ハチマキがずれ落ちそうになりながら、僕はリレーのアンカーを全力で走っていました。
ゴールまであと数歩。
でも、その瞬間、同級生のS君が僕を追い抜き、テープを切っていきました。

「あと少しだったのに…」
小さな胸に、悔しさがじわっと広がっていく。
ゴールの向こうで、先生や家族が笑顔で拍手してくれているのに、
僕は笑うことができませんでした。

あの日から、僕は何かにつけて人と比べるようになりました。
テストの点数、部活での成績、友達の数。
社会人になってからは、給料、持ち物、暮らしぶり。
比べて、勝てば安心し、負ければ落ち込み…。
いつの間にか、心は疲れきっていました。

ある夜、ふと鏡の中の自分と目が合いました。
「本当に欲しかったのは、人より上に立つことじゃなかったんじゃない?」
その瞬間、涙がひとすじ頬を伝いました。
比べることをやめたら、僕はもっと自由で、もっと幸せになれるかもしれない――。


比べることをやめた先にある幸せ

僕たちは、物心ついた頃から「競争」の中にいました。ずっと他人と比較をして育ってきました。僕たちの親世代もそうです。祖父母世代もそうです。ずっと人類は他人との比較で、競い合ってきました。学校では成績や運動能力、家庭では兄弟姉妹との比較、社会に出れば年収や肩書き。
まるで「比べること」が当たり前の空気の中で育ってきたように思います。

この少年は親からの期待一手に背負って、育てられました。他人に勝つことによって自分の価値を表現しようとしました。 運動会で1位になると母親が喜んでくれます。テストで良い成績を取ると父親が褒めてくれます。そのうち何かを達成した自分には価値がある。この何かを「doing」と言います。何かを達成していない自分には価値がない。そう思うようになります。

doingからbeingへ

この習慣は知らず知らずのうちに、自分の心をすり減らしてしまいます。
比べる相手が自分より上なら、劣等感に苦しみ、
下なら一時的な優越感に浸っても、やがて不安に変わります。

現代人の一番の悩みはこの疲弊した心の問題です。

では、もし「他人との比較」から降りたらどうでしょうか?
その瞬間から、人生はまったく違う景色を見せ始めます。

・昨日の自分より、少しだけ成長できたことを素直に喜べる
・人の成功を心から祝える
・足りないものより、すでにあるものに感謝できる

比べないことで、自分のペース、自分のリズム、自分だけの物差しを取り戻すことができます。
それは、外から押しつけられた「幸せの形」ではなく、あなた自身が選び取った「本当の幸せ」です。
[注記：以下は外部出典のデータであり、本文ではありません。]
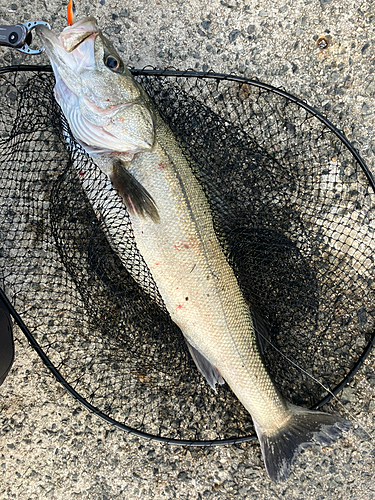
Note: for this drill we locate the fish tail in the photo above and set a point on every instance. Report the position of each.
(305, 428)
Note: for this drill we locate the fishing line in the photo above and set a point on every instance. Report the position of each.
(371, 438)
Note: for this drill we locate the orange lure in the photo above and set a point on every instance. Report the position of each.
(71, 13)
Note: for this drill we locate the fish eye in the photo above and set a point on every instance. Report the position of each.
(113, 63)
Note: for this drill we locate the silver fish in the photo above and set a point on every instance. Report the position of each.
(112, 117)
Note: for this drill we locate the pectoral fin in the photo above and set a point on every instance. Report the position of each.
(135, 197)
(210, 373)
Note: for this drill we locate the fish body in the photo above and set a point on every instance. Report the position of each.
(113, 118)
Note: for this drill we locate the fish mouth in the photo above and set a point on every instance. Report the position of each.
(70, 38)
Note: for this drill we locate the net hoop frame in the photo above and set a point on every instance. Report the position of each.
(199, 75)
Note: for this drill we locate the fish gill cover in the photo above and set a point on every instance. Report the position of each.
(293, 209)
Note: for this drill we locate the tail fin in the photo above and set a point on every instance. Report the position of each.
(305, 428)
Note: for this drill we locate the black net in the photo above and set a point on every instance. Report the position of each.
(292, 206)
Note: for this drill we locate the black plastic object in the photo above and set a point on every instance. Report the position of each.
(6, 342)
(293, 204)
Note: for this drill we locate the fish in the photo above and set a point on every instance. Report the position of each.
(114, 120)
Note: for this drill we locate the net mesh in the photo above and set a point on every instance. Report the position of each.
(292, 207)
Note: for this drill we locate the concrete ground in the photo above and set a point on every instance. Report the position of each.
(50, 447)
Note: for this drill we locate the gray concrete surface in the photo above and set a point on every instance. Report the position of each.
(52, 448)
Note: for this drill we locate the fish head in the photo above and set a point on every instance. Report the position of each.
(106, 108)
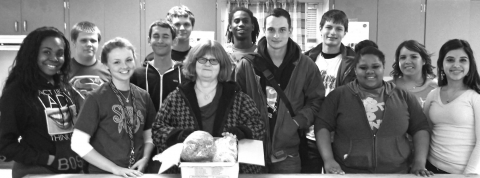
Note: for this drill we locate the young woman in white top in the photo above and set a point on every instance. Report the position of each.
(454, 112)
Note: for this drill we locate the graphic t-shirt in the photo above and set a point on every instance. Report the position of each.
(374, 104)
(85, 79)
(329, 70)
(328, 67)
(105, 120)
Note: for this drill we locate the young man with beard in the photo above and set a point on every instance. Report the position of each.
(183, 20)
(160, 76)
(86, 71)
(335, 62)
(297, 76)
(243, 30)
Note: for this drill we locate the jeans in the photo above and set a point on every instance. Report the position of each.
(314, 162)
(19, 170)
(434, 169)
(291, 164)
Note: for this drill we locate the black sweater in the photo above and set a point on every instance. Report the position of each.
(45, 127)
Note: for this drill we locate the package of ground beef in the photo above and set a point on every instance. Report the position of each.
(199, 146)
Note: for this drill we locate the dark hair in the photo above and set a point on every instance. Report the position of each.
(25, 68)
(180, 11)
(279, 12)
(117, 42)
(163, 24)
(412, 45)
(336, 16)
(369, 50)
(202, 48)
(472, 80)
(362, 44)
(254, 21)
(85, 26)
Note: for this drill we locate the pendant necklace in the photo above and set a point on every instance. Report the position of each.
(206, 95)
(126, 98)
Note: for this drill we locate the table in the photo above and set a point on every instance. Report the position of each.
(260, 176)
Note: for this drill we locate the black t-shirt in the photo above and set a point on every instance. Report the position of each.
(180, 55)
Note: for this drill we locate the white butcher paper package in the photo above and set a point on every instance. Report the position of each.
(202, 149)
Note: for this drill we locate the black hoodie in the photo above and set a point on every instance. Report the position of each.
(45, 129)
(282, 73)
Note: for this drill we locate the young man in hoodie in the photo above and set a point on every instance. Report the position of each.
(183, 20)
(297, 76)
(335, 62)
(86, 71)
(161, 75)
(243, 30)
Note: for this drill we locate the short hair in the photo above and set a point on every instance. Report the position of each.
(415, 46)
(472, 80)
(369, 50)
(254, 21)
(279, 12)
(362, 44)
(112, 44)
(205, 47)
(85, 26)
(163, 24)
(25, 68)
(180, 11)
(336, 16)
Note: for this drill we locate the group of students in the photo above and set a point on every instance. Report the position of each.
(326, 110)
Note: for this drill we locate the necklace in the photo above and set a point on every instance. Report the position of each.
(206, 96)
(126, 98)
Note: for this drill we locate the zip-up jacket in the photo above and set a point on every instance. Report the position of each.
(158, 86)
(356, 148)
(346, 71)
(304, 90)
(45, 127)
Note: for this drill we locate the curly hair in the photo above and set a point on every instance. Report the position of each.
(256, 27)
(412, 45)
(25, 69)
(472, 79)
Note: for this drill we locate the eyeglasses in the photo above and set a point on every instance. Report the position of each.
(202, 60)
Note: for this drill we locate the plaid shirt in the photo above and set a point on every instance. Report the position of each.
(177, 113)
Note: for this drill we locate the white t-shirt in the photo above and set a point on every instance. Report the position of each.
(328, 69)
(455, 133)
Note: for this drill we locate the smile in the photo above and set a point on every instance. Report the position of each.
(61, 122)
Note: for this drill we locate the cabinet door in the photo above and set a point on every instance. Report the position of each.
(39, 13)
(398, 20)
(10, 17)
(362, 11)
(155, 10)
(205, 12)
(446, 20)
(122, 19)
(78, 12)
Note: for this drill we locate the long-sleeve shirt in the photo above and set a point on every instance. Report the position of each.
(456, 130)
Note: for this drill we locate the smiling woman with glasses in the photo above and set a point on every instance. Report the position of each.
(208, 102)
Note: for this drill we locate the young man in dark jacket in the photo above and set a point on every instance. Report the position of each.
(160, 76)
(298, 78)
(183, 20)
(335, 62)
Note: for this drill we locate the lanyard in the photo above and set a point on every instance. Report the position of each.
(129, 122)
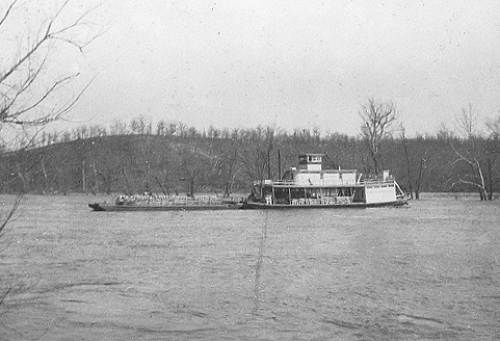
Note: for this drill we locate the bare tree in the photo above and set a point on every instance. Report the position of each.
(27, 87)
(470, 155)
(31, 93)
(378, 119)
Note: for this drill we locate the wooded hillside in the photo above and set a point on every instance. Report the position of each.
(172, 160)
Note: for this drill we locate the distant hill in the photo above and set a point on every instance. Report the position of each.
(137, 163)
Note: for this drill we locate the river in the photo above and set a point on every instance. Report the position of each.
(427, 271)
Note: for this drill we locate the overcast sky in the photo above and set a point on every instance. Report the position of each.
(292, 63)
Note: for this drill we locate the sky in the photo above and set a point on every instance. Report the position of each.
(289, 64)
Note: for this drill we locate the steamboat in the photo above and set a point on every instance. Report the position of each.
(310, 186)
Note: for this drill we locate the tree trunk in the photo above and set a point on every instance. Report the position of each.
(419, 179)
(490, 180)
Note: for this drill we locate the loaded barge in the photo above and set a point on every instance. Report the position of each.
(310, 186)
(155, 202)
(305, 186)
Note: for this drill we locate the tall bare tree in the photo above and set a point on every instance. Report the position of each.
(378, 120)
(28, 86)
(470, 154)
(31, 93)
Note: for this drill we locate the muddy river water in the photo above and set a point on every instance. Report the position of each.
(430, 271)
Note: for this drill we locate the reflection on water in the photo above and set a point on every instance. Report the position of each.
(430, 271)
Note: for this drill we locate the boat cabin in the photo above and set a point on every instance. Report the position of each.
(311, 185)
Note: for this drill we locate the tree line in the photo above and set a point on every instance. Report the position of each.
(139, 156)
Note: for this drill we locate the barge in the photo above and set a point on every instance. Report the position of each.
(310, 186)
(155, 202)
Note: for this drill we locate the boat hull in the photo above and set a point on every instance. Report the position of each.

人は生まれて来るだけで価値があります。価値があるから生まれて来るのです。

個人の存在価値を「being」と言います。あなたは居るだけでいいんです。

人生はマラソンではなく、それぞれが違う目的地に向かう旅。
となりを走る人のスピードや道のりを気にせず、
自分だけの道を一歩一歩、楽しんで進んでいきましょう。